D’une usine bulgare aux milices soudanaises, les Observateurs de France 24 ont réussi à retracer le parcours d’armements dont l’exportation au Soudan est pourtant prohibée par l’Union européenne. Cette enquête – déclinée en cinq volets – commence au beau milieu du désert, avec une séries de vidéos publiées en novembre dernier par des combattants soudanais.
La scène a des airs d’inventaire : dans une série de vidéos publiées le 21 novembre dernier sur X et Facebook, des combattants soudanais en treillis étalent sur leurs genoux, ou directement à même le sol, plusieurs dizaines de papiers d’identité, de photographies et d’images religieuses. Ces hommes appartiennent à la Force conjointe, une coalition de groupes armés actifs dans la région du Darfour, dans l’ouest du Soudan. Cette coalition soutient l’armée régulière soudanaise dans la guerre civile qui l’oppose aux miliciens des Forces de soutien rapide (FSR).
Les combattants qui filment ces vidéos viennent de capturer un convoi de plusieurs véhicules au milieu du désert. Sur les images, ils semblent confus. “C’est quel pays, ça ?”, s’interroge l’un d’entre eux dans une langue du Darfour – le zaghawa – en feuilletant un passeport. “Regardez, ce sont des juifs qui travaillent pour une organisation internationale”, continue-t-il, manifestement trompé par une image de sainte catholique présente parmi les papiers. “Ces gens sont prêts à tout, même à venir mourir ici au Soudan. […] Ils viennent défendre les FSR”, finit l’homme, qui accuse à de nombreuses reprises les propriétaires de ces papiers, a priori tués ou capturés par son unité, d’être des “mercenaires”. Aucun prisonnier ni cadavre n’est visible sur les images.
Les papiers d’identité de deux de ces “mercenaires” passent à plusieurs reprises devant la caméra. Ils permettent de répondre aux interrogations des combattants soudanais : les passeports visibles sur les vidéos appartiennent à deux ressortissants colombiens.
De gros coffres en bois sont également visibles sur les vidéos : présentant une étiquette orange en losange représentant une explosion – le pictogramme international correspondant aux explosifs –, ils contiennent des cylindres en carton sur lesquels est inscrit en anglais : “mortier de 81 mm HE”.
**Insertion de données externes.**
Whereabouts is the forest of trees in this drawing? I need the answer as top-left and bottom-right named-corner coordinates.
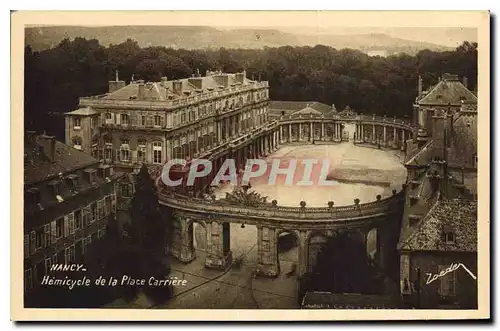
top-left (24, 38), bottom-right (478, 140)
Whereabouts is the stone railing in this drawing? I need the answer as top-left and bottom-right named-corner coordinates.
top-left (79, 81), bottom-right (269, 111)
top-left (158, 189), bottom-right (404, 222)
top-left (278, 113), bottom-right (414, 129)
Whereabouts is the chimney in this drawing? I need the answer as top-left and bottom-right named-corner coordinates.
top-left (109, 70), bottom-right (125, 93)
top-left (172, 81), bottom-right (183, 95)
top-left (188, 77), bottom-right (203, 89)
top-left (235, 71), bottom-right (246, 84)
top-left (39, 135), bottom-right (56, 162)
top-left (138, 82), bottom-right (145, 100)
top-left (418, 75), bottom-right (423, 98)
top-left (462, 76), bottom-right (468, 89)
top-left (432, 109), bottom-right (447, 159)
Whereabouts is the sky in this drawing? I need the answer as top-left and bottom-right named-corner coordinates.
top-left (220, 27), bottom-right (477, 47)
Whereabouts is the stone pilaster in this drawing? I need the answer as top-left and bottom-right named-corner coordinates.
top-left (255, 226), bottom-right (279, 277)
top-left (383, 126), bottom-right (387, 146)
top-left (297, 230), bottom-right (309, 277)
top-left (321, 123), bottom-right (325, 141)
top-left (205, 221), bottom-right (232, 269)
top-left (178, 218), bottom-right (196, 263)
top-left (288, 124), bottom-right (292, 142)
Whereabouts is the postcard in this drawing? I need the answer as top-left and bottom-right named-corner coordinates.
top-left (11, 10), bottom-right (490, 321)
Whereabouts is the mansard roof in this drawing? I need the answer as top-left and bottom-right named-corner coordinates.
top-left (417, 74), bottom-right (477, 106)
top-left (101, 72), bottom-right (257, 102)
top-left (398, 199), bottom-right (477, 252)
top-left (24, 134), bottom-right (98, 185)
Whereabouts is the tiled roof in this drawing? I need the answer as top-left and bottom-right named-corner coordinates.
top-left (448, 113), bottom-right (477, 168)
top-left (24, 135), bottom-right (98, 185)
top-left (102, 73), bottom-right (255, 101)
top-left (398, 199), bottom-right (477, 252)
top-left (268, 101), bottom-right (332, 115)
top-left (405, 140), bottom-right (434, 167)
top-left (418, 75), bottom-right (477, 106)
top-left (65, 107), bottom-right (99, 116)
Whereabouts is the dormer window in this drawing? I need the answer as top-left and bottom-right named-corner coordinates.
top-left (442, 225), bottom-right (456, 244)
top-left (105, 112), bottom-right (113, 125)
top-left (84, 168), bottom-right (97, 184)
top-left (66, 174), bottom-right (79, 192)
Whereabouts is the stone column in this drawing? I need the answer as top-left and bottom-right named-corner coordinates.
top-left (393, 127), bottom-right (397, 148)
top-left (321, 123), bottom-right (325, 141)
top-left (310, 122), bottom-right (313, 141)
top-left (288, 124), bottom-right (292, 142)
top-left (255, 226), bottom-right (279, 277)
top-left (401, 130), bottom-right (406, 151)
top-left (297, 230), bottom-right (309, 277)
top-left (205, 221), bottom-right (232, 269)
top-left (372, 124), bottom-right (376, 144)
top-left (383, 126), bottom-right (387, 146)
top-left (217, 121), bottom-right (222, 143)
top-left (298, 123), bottom-right (302, 141)
top-left (361, 124), bottom-right (364, 142)
top-left (178, 218), bottom-right (196, 263)
top-left (280, 125), bottom-right (284, 143)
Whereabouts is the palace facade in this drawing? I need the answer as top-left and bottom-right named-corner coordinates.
top-left (64, 70), bottom-right (270, 175)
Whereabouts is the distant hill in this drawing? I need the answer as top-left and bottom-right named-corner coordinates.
top-left (25, 25), bottom-right (454, 55)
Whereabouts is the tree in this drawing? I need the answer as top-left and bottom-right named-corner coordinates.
top-left (128, 164), bottom-right (173, 304)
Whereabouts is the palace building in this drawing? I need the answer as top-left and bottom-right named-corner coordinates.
top-left (24, 132), bottom-right (122, 307)
top-left (398, 73), bottom-right (478, 309)
top-left (64, 70), bottom-right (270, 176)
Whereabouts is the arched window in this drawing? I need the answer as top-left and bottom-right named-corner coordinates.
top-left (137, 139), bottom-right (147, 163)
top-left (152, 141), bottom-right (162, 164)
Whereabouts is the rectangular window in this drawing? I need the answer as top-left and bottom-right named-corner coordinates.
top-left (67, 212), bottom-right (75, 235)
top-left (44, 258), bottom-right (52, 275)
top-left (83, 205), bottom-right (91, 226)
top-left (98, 199), bottom-right (104, 218)
top-left (141, 115), bottom-right (146, 126)
top-left (91, 203), bottom-right (97, 223)
top-left (121, 114), bottom-right (129, 125)
top-left (74, 210), bottom-right (82, 230)
top-left (44, 224), bottom-right (51, 247)
top-left (73, 117), bottom-right (81, 129)
top-left (104, 147), bottom-right (113, 162)
top-left (65, 247), bottom-right (71, 264)
top-left (82, 237), bottom-right (88, 255)
top-left (121, 184), bottom-right (131, 198)
top-left (154, 115), bottom-right (162, 127)
top-left (52, 253), bottom-right (58, 264)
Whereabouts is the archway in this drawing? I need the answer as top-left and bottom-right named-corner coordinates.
top-left (307, 232), bottom-right (329, 273)
top-left (185, 219), bottom-right (207, 261)
top-left (366, 228), bottom-right (378, 268)
top-left (276, 230), bottom-right (299, 277)
top-left (342, 122), bottom-right (356, 141)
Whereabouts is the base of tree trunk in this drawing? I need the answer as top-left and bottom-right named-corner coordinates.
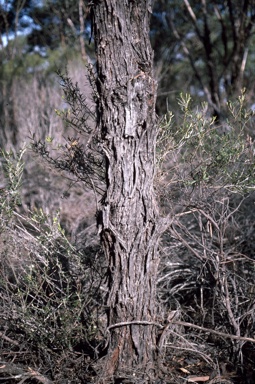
top-left (94, 353), bottom-right (161, 384)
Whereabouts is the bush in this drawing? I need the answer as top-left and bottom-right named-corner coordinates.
top-left (0, 147), bottom-right (106, 383)
top-left (1, 89), bottom-right (255, 383)
top-left (157, 92), bottom-right (255, 381)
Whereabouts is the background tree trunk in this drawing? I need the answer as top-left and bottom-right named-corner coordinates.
top-left (93, 0), bottom-right (160, 380)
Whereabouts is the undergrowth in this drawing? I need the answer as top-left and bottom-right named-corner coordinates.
top-left (1, 91), bottom-right (255, 383)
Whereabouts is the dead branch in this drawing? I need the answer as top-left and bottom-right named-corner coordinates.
top-left (171, 320), bottom-right (255, 344)
top-left (0, 362), bottom-right (53, 384)
top-left (0, 331), bottom-right (20, 346)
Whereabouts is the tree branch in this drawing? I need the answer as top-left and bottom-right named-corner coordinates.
top-left (171, 320), bottom-right (255, 344)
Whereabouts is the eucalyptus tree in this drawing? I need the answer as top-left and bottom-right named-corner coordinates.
top-left (26, 0), bottom-right (90, 58)
top-left (92, 0), bottom-right (161, 380)
top-left (152, 0), bottom-right (255, 118)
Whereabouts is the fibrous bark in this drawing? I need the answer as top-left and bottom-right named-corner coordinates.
top-left (93, 0), bottom-right (160, 380)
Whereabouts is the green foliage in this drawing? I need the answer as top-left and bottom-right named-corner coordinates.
top-left (0, 37), bottom-right (79, 83)
top-left (10, 209), bottom-right (101, 352)
top-left (0, 145), bottom-right (26, 221)
top-left (27, 0), bottom-right (84, 50)
top-left (0, 146), bottom-right (105, 359)
top-left (0, 0), bottom-right (91, 54)
top-left (31, 70), bottom-right (105, 196)
top-left (157, 94), bottom-right (255, 374)
top-left (157, 92), bottom-right (255, 194)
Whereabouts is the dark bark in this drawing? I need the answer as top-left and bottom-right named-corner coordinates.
top-left (226, 0), bottom-right (253, 94)
top-left (93, 0), bottom-right (160, 380)
top-left (165, 0), bottom-right (255, 120)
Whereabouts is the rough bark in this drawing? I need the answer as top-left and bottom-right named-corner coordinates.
top-left (93, 0), bottom-right (160, 380)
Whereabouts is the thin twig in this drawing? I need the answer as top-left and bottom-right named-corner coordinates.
top-left (0, 332), bottom-right (19, 346)
top-left (0, 363), bottom-right (53, 384)
top-left (172, 321), bottom-right (255, 343)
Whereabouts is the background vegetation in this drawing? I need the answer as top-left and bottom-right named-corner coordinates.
top-left (1, 1), bottom-right (255, 383)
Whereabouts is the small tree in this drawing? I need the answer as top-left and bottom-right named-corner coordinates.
top-left (92, 0), bottom-right (160, 380)
top-left (29, 2), bottom-right (255, 383)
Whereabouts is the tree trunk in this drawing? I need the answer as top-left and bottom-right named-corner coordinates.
top-left (93, 0), bottom-right (160, 381)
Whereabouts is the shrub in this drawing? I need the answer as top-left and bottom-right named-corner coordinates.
top-left (0, 147), bottom-right (105, 383)
top-left (157, 93), bottom-right (255, 379)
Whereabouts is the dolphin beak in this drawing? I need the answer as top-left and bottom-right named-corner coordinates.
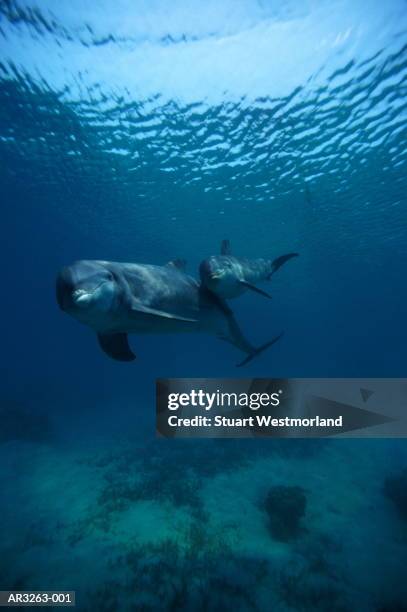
top-left (72, 289), bottom-right (92, 307)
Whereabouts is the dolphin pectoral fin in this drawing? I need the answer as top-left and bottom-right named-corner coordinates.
top-left (236, 332), bottom-right (284, 367)
top-left (268, 253), bottom-right (299, 278)
top-left (133, 303), bottom-right (198, 323)
top-left (238, 280), bottom-right (272, 299)
top-left (221, 239), bottom-right (231, 255)
top-left (97, 333), bottom-right (136, 362)
top-left (166, 259), bottom-right (187, 271)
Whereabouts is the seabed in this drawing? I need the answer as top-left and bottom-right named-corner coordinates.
top-left (0, 415), bottom-right (406, 611)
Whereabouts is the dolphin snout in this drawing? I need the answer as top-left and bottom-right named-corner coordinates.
top-left (199, 259), bottom-right (220, 282)
top-left (72, 288), bottom-right (93, 307)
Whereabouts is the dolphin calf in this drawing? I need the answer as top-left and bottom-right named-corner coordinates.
top-left (199, 240), bottom-right (298, 300)
top-left (56, 259), bottom-right (283, 366)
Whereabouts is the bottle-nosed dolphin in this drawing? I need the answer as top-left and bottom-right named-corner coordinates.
top-left (199, 240), bottom-right (298, 300)
top-left (56, 259), bottom-right (283, 366)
“Tout ça, c’était pour les Forces de soutien rapide !”
Montrant ces munitions, un combattant de la Force conjointe accuse : “Ça, c’était pour les Janjawids [un surnom donné aujourd’hui aux combattants des Forces de soutien rapide, NDLR]. C’est Mohammed ben Zayed qui les a envoyées [le président des Émirats arabes unis, NDLR].” Frappant du poing un véhicule saisi, il renchérit : “Ça aussi, c’est les Émirats qui l’ont envoyé.”
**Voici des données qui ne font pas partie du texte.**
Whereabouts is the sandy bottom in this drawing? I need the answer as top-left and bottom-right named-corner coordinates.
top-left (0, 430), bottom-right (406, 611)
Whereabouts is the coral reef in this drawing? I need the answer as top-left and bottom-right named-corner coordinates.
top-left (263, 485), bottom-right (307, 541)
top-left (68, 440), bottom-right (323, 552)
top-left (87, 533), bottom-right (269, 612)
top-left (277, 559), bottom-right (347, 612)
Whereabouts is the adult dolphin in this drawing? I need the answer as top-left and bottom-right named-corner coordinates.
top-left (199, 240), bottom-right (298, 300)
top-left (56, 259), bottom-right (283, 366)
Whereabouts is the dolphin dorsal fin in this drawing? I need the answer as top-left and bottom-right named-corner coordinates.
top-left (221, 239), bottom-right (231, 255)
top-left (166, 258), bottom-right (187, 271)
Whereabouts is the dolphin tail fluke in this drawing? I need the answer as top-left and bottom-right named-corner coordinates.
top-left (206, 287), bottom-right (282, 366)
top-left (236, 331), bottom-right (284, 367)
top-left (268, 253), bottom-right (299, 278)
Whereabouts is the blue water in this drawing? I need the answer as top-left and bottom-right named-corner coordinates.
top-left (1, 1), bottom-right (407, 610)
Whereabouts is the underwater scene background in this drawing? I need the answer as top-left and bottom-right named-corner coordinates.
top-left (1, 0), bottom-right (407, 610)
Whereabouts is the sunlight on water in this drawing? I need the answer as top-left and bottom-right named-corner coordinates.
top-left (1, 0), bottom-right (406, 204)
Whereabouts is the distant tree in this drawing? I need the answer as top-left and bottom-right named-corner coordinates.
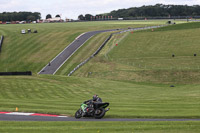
top-left (85, 14), bottom-right (93, 21)
top-left (78, 14), bottom-right (84, 20)
top-left (0, 12), bottom-right (41, 21)
top-left (46, 14), bottom-right (52, 19)
top-left (27, 15), bottom-right (36, 21)
top-left (32, 12), bottom-right (41, 20)
top-left (55, 14), bottom-right (60, 18)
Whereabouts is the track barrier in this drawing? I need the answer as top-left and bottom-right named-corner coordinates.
top-left (0, 71), bottom-right (32, 76)
top-left (0, 35), bottom-right (4, 52)
top-left (68, 35), bottom-right (113, 76)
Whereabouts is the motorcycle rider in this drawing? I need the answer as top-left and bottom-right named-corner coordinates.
top-left (84, 94), bottom-right (102, 104)
top-left (82, 95), bottom-right (102, 115)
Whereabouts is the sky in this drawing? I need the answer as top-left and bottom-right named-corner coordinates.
top-left (0, 0), bottom-right (200, 20)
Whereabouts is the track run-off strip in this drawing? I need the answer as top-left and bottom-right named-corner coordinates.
top-left (0, 112), bottom-right (67, 118)
top-left (1, 112), bottom-right (200, 121)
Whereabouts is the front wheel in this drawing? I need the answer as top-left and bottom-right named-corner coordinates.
top-left (94, 108), bottom-right (105, 119)
top-left (75, 109), bottom-right (82, 119)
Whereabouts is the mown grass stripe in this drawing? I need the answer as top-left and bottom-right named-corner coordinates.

Quelques heures plus tard, le Mouvement de libération du Soudan (MLS), un des mouvements armés membres de la Force conjointe, commence à communiquer officiellement sur cette intrigante saisie. On en apprend plus sur la situation qui a conduit deux étrangers à traverser le désert du Darfour avec ces munitions.
“Dans la région du désert, à la frontière du Soudan, de la Libye et du Tchad, la Force conjointe a réussi à déjouer une vaste tentative de contrebande d’armes destinées à la milice terroriste des Forces de soutien rapide (FSR)”, explique la page Facebook du mouvement. Le MLS relève également que les hommes qui assuraient le transport “avaient sur eux des pièces de monnaie des Émirats arabes unis”. Le mouvement armé ne précise pas si les deux Colombiens qu’il accuse d’être des “mercenaires” ont été capturés, tués ou blessés.
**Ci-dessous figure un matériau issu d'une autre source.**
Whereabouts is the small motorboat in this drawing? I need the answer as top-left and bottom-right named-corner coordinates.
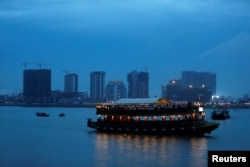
top-left (36, 112), bottom-right (50, 117)
top-left (59, 113), bottom-right (65, 117)
top-left (211, 107), bottom-right (230, 120)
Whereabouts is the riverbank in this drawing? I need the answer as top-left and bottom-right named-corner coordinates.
top-left (0, 103), bottom-right (96, 108)
top-left (1, 103), bottom-right (250, 109)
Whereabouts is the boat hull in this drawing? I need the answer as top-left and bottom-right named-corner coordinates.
top-left (87, 119), bottom-right (219, 135)
top-left (36, 112), bottom-right (50, 117)
top-left (211, 114), bottom-right (230, 120)
top-left (211, 109), bottom-right (230, 120)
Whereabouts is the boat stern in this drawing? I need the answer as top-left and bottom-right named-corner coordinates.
top-left (87, 118), bottom-right (97, 129)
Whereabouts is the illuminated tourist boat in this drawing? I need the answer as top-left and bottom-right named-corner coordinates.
top-left (87, 98), bottom-right (220, 135)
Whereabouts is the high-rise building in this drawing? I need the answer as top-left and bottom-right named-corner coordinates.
top-left (106, 80), bottom-right (126, 101)
top-left (181, 71), bottom-right (216, 95)
top-left (127, 70), bottom-right (149, 98)
top-left (23, 69), bottom-right (51, 103)
top-left (90, 71), bottom-right (106, 102)
top-left (127, 70), bottom-right (138, 98)
top-left (64, 73), bottom-right (78, 97)
top-left (137, 72), bottom-right (149, 98)
top-left (161, 71), bottom-right (216, 102)
top-left (162, 79), bottom-right (181, 100)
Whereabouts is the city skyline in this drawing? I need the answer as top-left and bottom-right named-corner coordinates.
top-left (1, 0), bottom-right (250, 98)
top-left (0, 63), bottom-right (249, 99)
top-left (20, 68), bottom-right (215, 103)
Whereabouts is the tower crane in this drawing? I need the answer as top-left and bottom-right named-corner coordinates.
top-left (36, 63), bottom-right (54, 69)
top-left (21, 62), bottom-right (35, 69)
top-left (63, 70), bottom-right (69, 75)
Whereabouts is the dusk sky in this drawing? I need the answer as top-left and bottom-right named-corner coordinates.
top-left (1, 0), bottom-right (250, 98)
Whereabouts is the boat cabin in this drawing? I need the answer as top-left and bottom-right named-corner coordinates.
top-left (96, 98), bottom-right (205, 122)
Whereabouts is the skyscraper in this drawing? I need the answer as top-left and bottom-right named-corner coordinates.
top-left (127, 70), bottom-right (149, 98)
top-left (23, 69), bottom-right (51, 103)
top-left (90, 71), bottom-right (106, 102)
top-left (181, 71), bottom-right (216, 95)
top-left (137, 72), bottom-right (149, 98)
top-left (106, 80), bottom-right (126, 101)
top-left (127, 70), bottom-right (138, 98)
top-left (162, 79), bottom-right (181, 100)
top-left (162, 71), bottom-right (216, 102)
top-left (64, 73), bottom-right (78, 97)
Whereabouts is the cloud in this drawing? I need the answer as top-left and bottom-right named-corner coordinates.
top-left (200, 32), bottom-right (250, 59)
top-left (197, 32), bottom-right (250, 97)
top-left (1, 0), bottom-right (249, 21)
top-left (0, 0), bottom-right (249, 36)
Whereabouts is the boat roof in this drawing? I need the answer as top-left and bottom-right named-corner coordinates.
top-left (114, 98), bottom-right (171, 105)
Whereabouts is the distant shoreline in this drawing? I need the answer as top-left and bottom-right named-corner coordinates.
top-left (1, 103), bottom-right (250, 109)
top-left (0, 103), bottom-right (96, 108)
Grâce aux vidéos des combattants de la Force conjointe, la rédaction des Observateurs a pu enquêter sur le parcours de l’armement visible sur les images. Ces munitions s’avèrent être originaires de l’Union européenne. Elles ont été fabriquées en Bulgarie, puis achetées par une entreprise émiratie. Avant son entrée au Soudan et sa capture par la Force conjointe, le convoi les transportant a transité par l’est de la Libye, une zone contrôlée par le régime du maréchal Haftar, un allié des Émirats arabes unis. Ce pays du Golfe est régulièrement accusé par des experts de l’ONU de soutenir les FSR financièrement et militairement, notamment dans le but de préserver ses intérêts stratégiques et économiques dans la région. Les autorités émiraties nient jusqu’ici ces accusations.
Des armes européennes fabriquées en Bulgarie
Les inscriptions sur les cylindres en carton visibles à la quatrième seconde de cette vidéo diffusée par les combattants de la Force conjointe le 21 novembre indiquent qu’ils contiennent des obus de mortier.
“Ce sont des armes très communes dans tous les conflits, notamment ceux au Soudan ces dernières décennies”, commente Mike Lewis, un spécialiste des conflits armés et ancien membre du panel d’experts de l’ONU sur le Soudan. “Les obus de mortier sont des explosifs qui sont projetés vers le haut depuis un canon en forme de tube, dans une trajectoire en forme de cloche. Elles retombent ensuite sur les positions visées.”
Dans une des vidéos du 21 novembre, l’homme qui filme ouvre l’un des coffres de munitions et découvre une inscription sur le bois : “BG-RSE-0082-HT”.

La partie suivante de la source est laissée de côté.